Politics & Government

Alaska's Stevens now opposes gas pipeline he promoted

Former U.S. Sen. Ted Stevens said Friday there's not enough market for Alaska natural gas in the Lower 48 to justify a pipeline through Canada, and that the state should instead pursue construction of pipelines to Kenai and Valdez to export gas to Asia.

Stevens, giving an Anchorage speech before the public policy group Commonweath North, called for the state to invest half the money it would take to build a multi-billion dollar natural gas pipeline from the North Slope to the Kenai Peninsula. Gas not needed for use in Alaska could be liquefied at an existing plant there, Stevens said, shipped in tankers to countries such as Japan, China, India and South Korea, where he said there's a better market than in the U.S.

Stevens said a bigger pipeline should go to Valdez, long promoted as a potential port for export of liquefied natural gas to Asia. He called on the state to give "emergency power" to an official dedicated to work on making it happen.

The 86-year-old Stevens has made few public appearances since he lost his re-election bid in 2008, shortly after his conviction on federal charges of not properly reporting gifts. The conviction was subsequently overturned by a federal judge.

Stevens told the Commonwealth North luncheon crowd that he asked to come and talk about why he's changed his mind on the gas pipeline project. While in office, he championed the proposed gas pipeline through Canada and helped pass $20 billion in federal loan guarantees meant to help bring Alaska gas to the Lower 48.

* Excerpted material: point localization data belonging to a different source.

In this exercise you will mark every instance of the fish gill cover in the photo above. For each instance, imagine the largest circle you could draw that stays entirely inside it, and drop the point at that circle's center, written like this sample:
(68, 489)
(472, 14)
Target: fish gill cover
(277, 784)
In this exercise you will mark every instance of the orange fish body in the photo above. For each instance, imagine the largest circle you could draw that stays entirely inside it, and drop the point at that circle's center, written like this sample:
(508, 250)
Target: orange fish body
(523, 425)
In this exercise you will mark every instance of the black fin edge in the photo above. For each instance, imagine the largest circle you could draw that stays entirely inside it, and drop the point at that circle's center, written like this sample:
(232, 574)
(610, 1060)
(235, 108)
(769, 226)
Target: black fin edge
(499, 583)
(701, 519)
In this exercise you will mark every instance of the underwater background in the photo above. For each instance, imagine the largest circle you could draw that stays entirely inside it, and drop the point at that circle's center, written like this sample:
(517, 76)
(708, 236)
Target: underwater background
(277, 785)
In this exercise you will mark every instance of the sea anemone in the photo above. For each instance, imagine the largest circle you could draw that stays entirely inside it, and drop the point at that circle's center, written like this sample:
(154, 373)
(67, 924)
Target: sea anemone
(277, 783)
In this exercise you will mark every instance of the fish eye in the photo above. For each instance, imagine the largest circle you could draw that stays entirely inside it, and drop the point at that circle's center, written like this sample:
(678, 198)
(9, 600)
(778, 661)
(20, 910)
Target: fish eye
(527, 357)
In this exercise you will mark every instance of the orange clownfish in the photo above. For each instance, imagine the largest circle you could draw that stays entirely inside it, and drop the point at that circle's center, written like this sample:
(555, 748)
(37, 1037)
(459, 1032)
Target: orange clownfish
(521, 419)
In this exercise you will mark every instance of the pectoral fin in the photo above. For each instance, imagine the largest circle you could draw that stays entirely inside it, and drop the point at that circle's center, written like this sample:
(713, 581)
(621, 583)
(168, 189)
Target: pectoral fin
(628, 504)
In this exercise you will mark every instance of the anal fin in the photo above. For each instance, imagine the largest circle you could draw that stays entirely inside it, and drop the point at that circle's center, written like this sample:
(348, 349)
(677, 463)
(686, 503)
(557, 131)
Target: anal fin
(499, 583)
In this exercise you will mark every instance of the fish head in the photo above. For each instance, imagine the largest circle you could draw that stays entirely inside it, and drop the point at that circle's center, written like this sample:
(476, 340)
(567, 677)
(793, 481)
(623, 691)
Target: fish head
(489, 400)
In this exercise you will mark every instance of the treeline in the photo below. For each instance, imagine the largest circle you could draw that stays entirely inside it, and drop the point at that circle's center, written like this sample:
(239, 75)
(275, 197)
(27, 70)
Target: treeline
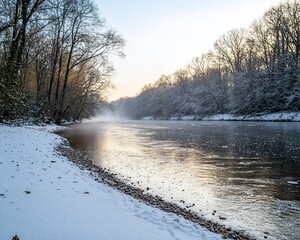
(54, 59)
(249, 71)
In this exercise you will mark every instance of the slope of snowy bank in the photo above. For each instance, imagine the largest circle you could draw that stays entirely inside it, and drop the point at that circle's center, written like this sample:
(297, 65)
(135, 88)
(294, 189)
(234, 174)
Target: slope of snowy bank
(44, 196)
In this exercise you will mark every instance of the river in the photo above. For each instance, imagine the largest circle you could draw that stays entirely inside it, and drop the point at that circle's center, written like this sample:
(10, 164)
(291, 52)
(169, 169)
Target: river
(234, 173)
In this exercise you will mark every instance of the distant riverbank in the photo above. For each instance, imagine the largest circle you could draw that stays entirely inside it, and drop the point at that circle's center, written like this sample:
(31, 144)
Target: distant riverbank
(271, 117)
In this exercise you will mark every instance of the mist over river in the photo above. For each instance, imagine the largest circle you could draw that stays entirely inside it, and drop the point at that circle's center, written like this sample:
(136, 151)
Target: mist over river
(241, 174)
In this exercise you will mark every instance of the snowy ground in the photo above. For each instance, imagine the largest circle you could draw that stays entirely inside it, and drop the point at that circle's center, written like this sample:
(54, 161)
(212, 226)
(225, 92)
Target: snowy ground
(44, 196)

"It's only in the last six months that the realization has come about that's not the market our gas can take," Stevens said.

He spoke of the large new supplies of natural gas in shale rocks in the Lower 48, and said demand there isn't rising as much as previously predicted. The supply will likely more than meet demand through 2030, Stevens said. But forecasts show the natural gas demand in Asia badly outstripping supply in three years, Stevens said, giving Alaska a short window to come in and meet the demand.

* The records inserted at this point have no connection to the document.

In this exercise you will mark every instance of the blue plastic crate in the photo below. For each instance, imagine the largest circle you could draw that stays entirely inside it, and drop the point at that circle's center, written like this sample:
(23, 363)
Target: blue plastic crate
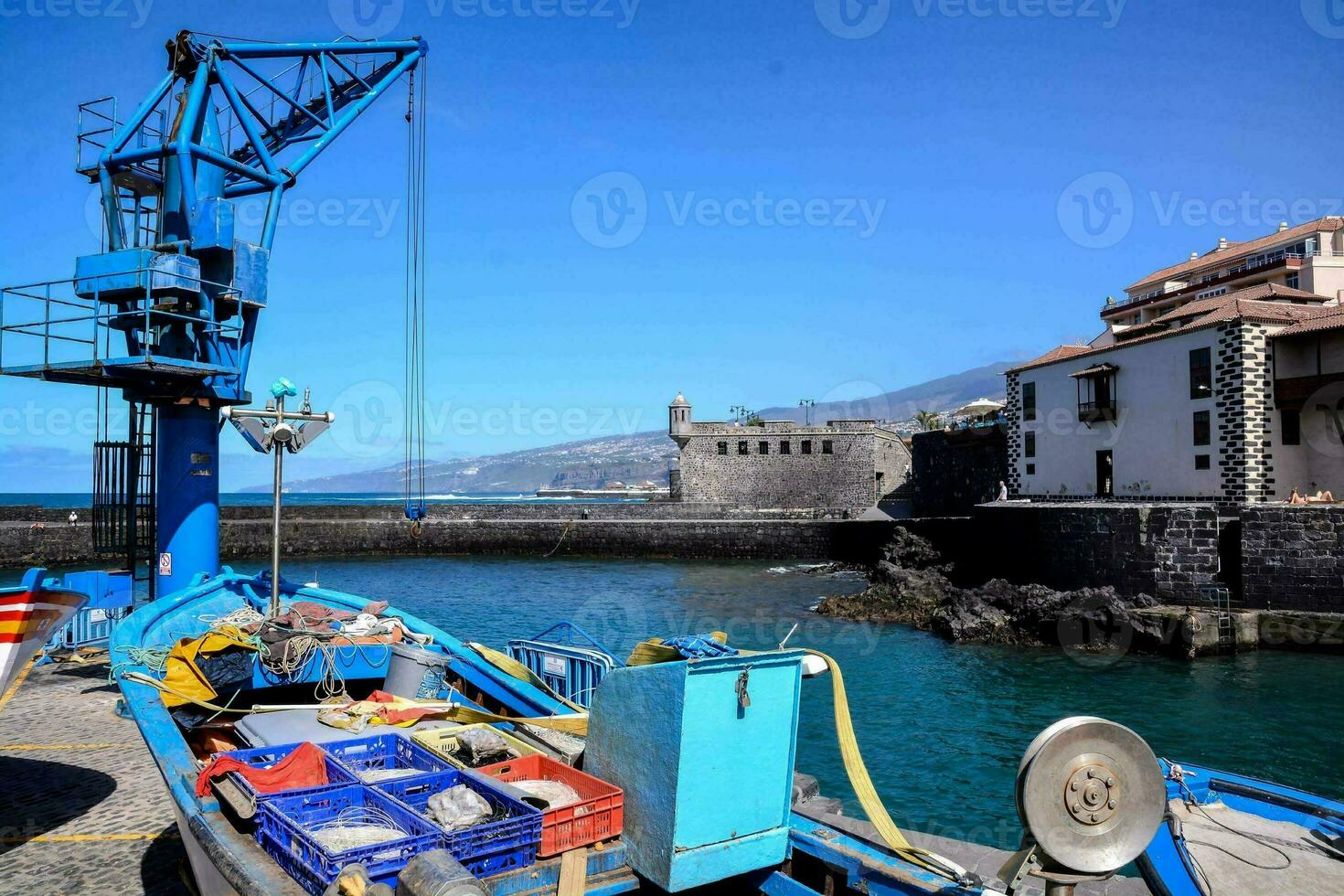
(283, 825)
(266, 756)
(485, 849)
(383, 752)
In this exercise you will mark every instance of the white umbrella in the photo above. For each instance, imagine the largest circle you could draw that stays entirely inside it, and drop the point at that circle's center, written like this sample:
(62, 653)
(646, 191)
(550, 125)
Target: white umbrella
(978, 407)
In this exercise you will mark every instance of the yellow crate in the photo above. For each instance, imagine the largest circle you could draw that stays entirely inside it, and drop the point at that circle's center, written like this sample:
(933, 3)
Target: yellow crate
(443, 741)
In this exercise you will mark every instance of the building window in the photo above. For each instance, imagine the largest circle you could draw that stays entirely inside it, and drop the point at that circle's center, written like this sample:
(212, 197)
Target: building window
(1292, 427)
(1201, 427)
(1097, 394)
(1200, 374)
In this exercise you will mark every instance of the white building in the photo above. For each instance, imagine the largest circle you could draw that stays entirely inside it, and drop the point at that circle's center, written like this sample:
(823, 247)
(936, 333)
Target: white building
(1220, 379)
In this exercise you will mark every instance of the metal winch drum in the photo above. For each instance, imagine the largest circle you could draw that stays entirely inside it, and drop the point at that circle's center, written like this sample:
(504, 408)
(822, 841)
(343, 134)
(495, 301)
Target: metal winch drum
(1090, 795)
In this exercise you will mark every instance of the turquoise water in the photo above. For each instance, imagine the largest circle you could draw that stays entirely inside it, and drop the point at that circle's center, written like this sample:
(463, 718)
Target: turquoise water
(80, 500)
(941, 727)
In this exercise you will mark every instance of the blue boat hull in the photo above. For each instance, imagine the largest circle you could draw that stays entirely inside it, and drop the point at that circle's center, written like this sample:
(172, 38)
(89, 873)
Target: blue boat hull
(1167, 864)
(226, 860)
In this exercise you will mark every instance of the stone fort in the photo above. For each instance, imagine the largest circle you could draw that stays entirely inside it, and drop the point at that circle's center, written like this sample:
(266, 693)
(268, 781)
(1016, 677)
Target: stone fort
(783, 464)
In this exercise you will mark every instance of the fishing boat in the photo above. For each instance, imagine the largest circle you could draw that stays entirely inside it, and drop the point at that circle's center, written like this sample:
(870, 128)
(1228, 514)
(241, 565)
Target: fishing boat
(28, 615)
(225, 853)
(1227, 833)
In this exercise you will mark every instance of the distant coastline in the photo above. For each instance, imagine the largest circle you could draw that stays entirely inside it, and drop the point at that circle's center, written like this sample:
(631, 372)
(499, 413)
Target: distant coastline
(82, 500)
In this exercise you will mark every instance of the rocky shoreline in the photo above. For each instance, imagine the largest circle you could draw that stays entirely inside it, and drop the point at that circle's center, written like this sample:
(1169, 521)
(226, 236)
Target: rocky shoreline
(912, 586)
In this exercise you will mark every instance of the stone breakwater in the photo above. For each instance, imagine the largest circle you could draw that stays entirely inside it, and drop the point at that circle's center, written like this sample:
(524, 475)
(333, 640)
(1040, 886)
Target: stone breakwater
(912, 584)
(325, 531)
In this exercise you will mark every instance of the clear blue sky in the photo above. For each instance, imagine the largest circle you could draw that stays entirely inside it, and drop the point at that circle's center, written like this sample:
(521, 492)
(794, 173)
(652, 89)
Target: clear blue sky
(826, 211)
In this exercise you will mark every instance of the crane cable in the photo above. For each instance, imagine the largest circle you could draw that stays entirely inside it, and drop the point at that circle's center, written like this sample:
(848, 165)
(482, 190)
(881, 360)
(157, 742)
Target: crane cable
(414, 384)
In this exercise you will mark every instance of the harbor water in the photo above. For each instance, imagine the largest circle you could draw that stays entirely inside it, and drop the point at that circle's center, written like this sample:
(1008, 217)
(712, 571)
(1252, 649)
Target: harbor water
(941, 726)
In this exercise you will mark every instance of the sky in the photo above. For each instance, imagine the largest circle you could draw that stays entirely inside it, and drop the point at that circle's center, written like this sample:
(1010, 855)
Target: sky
(750, 202)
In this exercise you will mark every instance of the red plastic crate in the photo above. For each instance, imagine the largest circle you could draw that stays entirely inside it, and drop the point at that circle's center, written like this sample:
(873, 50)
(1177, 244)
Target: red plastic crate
(598, 815)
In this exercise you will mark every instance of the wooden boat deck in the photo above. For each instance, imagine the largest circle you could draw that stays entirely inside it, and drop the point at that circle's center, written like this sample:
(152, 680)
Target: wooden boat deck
(1235, 864)
(83, 807)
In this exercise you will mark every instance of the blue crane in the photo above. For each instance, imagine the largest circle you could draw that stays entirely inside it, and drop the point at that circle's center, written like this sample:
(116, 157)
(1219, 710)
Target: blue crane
(168, 312)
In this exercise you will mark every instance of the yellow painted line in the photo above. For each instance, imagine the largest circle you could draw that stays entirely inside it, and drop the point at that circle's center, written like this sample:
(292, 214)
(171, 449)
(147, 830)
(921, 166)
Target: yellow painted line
(91, 838)
(16, 683)
(102, 746)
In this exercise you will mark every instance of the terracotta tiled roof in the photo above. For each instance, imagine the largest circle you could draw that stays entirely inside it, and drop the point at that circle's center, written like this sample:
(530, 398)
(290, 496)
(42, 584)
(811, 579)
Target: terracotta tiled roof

Stevens called it a magnificent opportunity and said "this is something we should put every talent we've got in the state on." Stevens refused to answer when a reporter after his speech attempted to ask him about the details of his proposal, and the economics of building gas pipelines to both Kenai and Valdez.

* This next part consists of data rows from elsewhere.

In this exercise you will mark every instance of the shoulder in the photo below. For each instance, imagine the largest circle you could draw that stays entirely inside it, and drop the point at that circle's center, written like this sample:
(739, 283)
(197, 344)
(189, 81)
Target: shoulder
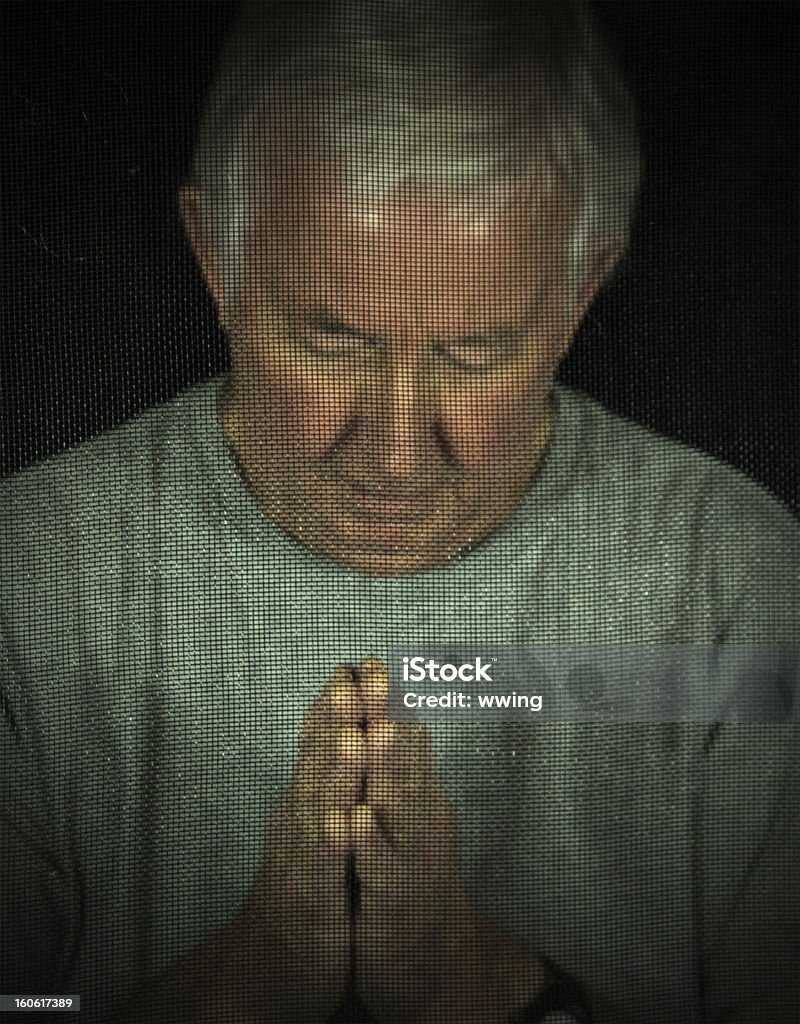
(682, 520)
(76, 513)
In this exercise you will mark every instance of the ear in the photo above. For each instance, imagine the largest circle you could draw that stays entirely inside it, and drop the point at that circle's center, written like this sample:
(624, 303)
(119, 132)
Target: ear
(604, 258)
(191, 206)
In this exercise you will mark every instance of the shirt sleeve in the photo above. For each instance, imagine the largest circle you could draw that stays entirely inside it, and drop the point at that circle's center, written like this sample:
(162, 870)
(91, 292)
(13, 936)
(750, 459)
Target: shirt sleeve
(748, 835)
(39, 891)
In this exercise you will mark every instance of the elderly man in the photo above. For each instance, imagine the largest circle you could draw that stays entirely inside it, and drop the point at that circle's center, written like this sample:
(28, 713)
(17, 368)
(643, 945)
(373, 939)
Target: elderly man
(403, 216)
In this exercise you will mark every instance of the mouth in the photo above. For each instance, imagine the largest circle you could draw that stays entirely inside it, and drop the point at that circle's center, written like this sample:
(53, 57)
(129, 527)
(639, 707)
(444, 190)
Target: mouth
(374, 505)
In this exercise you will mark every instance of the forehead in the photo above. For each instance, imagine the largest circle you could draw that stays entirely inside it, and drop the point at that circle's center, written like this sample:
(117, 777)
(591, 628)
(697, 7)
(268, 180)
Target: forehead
(479, 245)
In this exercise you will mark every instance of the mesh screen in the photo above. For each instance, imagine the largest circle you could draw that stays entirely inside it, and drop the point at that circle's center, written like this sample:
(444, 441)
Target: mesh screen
(341, 334)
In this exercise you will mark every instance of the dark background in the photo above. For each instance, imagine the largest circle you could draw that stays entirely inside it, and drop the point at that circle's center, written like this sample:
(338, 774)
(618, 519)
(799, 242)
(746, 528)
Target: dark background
(103, 312)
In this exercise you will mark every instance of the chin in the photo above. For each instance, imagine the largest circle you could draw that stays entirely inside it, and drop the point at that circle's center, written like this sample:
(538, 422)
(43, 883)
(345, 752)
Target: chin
(387, 559)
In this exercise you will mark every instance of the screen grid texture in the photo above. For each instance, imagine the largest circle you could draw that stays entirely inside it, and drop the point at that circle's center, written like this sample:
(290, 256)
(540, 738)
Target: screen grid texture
(295, 376)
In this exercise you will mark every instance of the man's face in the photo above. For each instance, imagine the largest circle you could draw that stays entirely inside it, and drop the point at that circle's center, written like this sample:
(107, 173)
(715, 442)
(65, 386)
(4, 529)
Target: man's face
(388, 400)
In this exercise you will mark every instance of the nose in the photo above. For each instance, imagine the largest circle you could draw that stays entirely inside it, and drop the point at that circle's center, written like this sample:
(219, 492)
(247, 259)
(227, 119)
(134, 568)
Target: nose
(404, 420)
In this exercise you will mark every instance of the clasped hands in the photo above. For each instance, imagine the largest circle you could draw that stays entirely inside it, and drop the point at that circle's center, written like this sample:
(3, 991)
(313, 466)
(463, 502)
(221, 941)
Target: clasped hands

Larry Persily, confirmed by the U.S. Senate this week as the federal coordinator for the Alaska gas pipeline project, said there's a lot of competition to supply natural gas to Asia.

"I respect his knowledge and experience, I just disagree," he said. "I think there's still a way to make it work to serve the North America market, which is a much larger market in terms of how much gas they consume every day."